Aside from that, the entire place was void of any other evidence and the investigation had closed when her teacher verified that it was Jinx's art. Unwilling to let such a beautiful painting go to waste, she still submitted it into the contest. All the prize money that was gathered up went into a scholarship fund named after the pink haired protegee. But Jinx would never know.
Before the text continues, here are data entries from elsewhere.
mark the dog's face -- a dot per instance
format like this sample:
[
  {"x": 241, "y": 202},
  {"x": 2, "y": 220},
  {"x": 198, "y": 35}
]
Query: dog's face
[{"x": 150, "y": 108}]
Because she was finally home.

And she wasn't leaving again.

* * *

"**I could be blindfolded and dropped into the deepest ocean and I would know where to find you. I could be buried a hundred miles underground and I would know where you are."**

_~Neil Gaiman_

* * *

**Whew! That was one long one shot. What can I say, I recently got my love of Flinx rekindled. This thought kind of popped into my mind and became something tangible. I kind of found it difficult to pull away from the very idea of it.  
**

**Originally, it was meant to be a chapter fic, but anybody who knows me will know that I have never and probably WILL never finish a chapter fic. Instead, a made it a long one shot with a lot of skipping around and a crapload of linebreaks that FF decided to delete that I had to manually put back in. **

**Regardless, I hope you enjoy this super long fic!